Why do some people and some companies buckle under pressure? And what makes others bend and ultimately bounce back?
This great article from Diane Coutu in the Harvard Business Review may not be new (actually from 2002) but outlines and explains some important key points on an ongoing hot topic, especially while facing the ongoing crisis, not only for individuals, but organizations as well:
"Resilient people possess three characteristics:
• a staunch acceptance of reality;
• a deep belief, often buttressed by strongly held values, that life is meaningful
• an uncanny ability to improvise
You can bounce back from hardship with just one or two of these qualities, but you will only be truly resilient with all three. These three characteristics hold true for resilient organizations as well…
👉🏼 Resilience is a reflex, a way of facing and understanding the world, that is deeply etched into a person’s mind and soul. Resilient people and companies face reality with staunchness, make meaning of hardship instead of crying out in despair, and improvise solutions from thin air.”
There are further characteristics outlined in the full article such as preserving a certain, sometimes dark kind of humour, no matter the harshness. I personally especially love the ‘improvise solutions from thin air’.

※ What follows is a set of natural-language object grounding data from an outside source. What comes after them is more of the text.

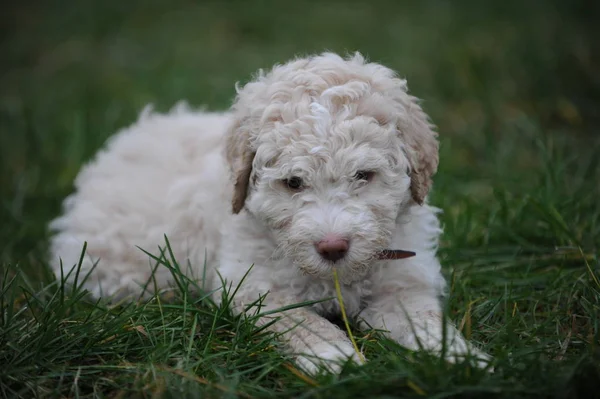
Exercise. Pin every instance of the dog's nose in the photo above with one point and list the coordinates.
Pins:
(332, 247)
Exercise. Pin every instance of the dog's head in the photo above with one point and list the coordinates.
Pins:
(327, 152)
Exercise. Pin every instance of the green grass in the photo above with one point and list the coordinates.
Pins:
(514, 89)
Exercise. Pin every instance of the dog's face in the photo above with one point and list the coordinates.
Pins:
(327, 153)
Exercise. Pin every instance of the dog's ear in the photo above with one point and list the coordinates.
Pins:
(239, 155)
(422, 148)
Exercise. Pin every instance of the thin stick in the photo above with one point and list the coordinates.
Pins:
(338, 290)
(391, 254)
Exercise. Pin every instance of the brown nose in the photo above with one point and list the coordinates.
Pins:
(332, 247)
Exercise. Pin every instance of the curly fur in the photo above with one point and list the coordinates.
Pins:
(320, 118)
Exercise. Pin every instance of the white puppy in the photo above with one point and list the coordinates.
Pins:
(326, 161)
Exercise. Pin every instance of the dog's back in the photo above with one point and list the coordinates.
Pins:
(165, 174)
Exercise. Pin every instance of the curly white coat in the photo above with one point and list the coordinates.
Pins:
(321, 119)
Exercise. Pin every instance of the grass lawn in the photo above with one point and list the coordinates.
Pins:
(514, 88)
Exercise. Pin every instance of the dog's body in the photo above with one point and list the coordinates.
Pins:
(331, 162)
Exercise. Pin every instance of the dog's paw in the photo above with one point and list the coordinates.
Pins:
(330, 356)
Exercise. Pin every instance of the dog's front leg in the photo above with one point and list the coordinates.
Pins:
(313, 339)
(413, 318)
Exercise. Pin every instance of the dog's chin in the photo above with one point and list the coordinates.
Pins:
(348, 271)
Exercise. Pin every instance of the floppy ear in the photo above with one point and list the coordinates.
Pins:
(422, 148)
(239, 155)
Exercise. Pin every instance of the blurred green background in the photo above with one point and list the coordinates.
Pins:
(513, 86)
(497, 77)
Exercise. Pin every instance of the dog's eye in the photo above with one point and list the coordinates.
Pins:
(364, 175)
(294, 183)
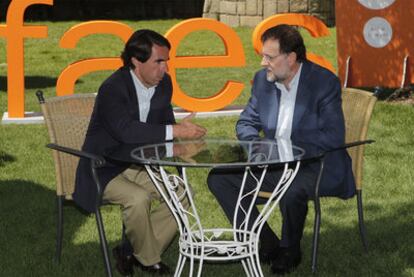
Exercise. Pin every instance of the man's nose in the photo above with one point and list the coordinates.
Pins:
(164, 67)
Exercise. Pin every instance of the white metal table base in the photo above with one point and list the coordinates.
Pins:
(219, 244)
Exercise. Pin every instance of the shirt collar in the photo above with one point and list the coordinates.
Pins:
(138, 82)
(294, 80)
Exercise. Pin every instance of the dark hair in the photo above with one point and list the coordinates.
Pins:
(290, 40)
(139, 46)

As a teenager I was fascinated from the the extreme-mountaineer James Scott (AUS) who, in winter 1991/92 got lost in the Himalayas. During 43 days he had endured extreme cold temperatures, hunger, isolation and yes, desperation. Clinched on the daily hope that some help troops would find him, it was rationally seen practically impossible that he would survive, but he did.
The book's german title is “Solange ich atme, hoffe ich” (as long as I breathe I hope). It’s a fascinating true story of living all the above from this article, while literally improvising solutions from thin air.
I have deeply applied and internalised the title of this book when undergoing personal adversity; as long as there is air to breathe in and out, there is hope, means belief and with this the ability to work on solutions, to create and work on meaning in our life and to improvise and improve.
And since the book, respectively James Scott, had such a deep impact on me, it was my dream to go, see and hike the Annapurna area, where he got lost in the Himalayas, myself. A few years ago I could make that dream come true, under not so easy health conditions, but it was amazing to be somewhere I dreamt so many years of, to hike where James Scott hiked.
With this I would personally add to Coutu's characteristics, summarized on the top, on what makes us resilient, is also the unbeatable ability to dream big, in the meaning of visualization. Because what you visualize today you get or become one day - while you accept the presence, hold your personal values high, endure, improvise and create meaning in your life until you're there.
How does visualization work? Neurons in our brains interpret imagery as equivalent to a real-life action or situation. You kinda can go that far to say the mind doesn't make a difference between imagination and real life until you open your eyes. Your inner eye has the ability to focus on what is not here yet or right now.
And while you're on the path of visualization you don't give up, you simply don't give up - you adjust and adapt, you believe in your abilities and values, carry on and make the best out of what you have in each current situation, day by day.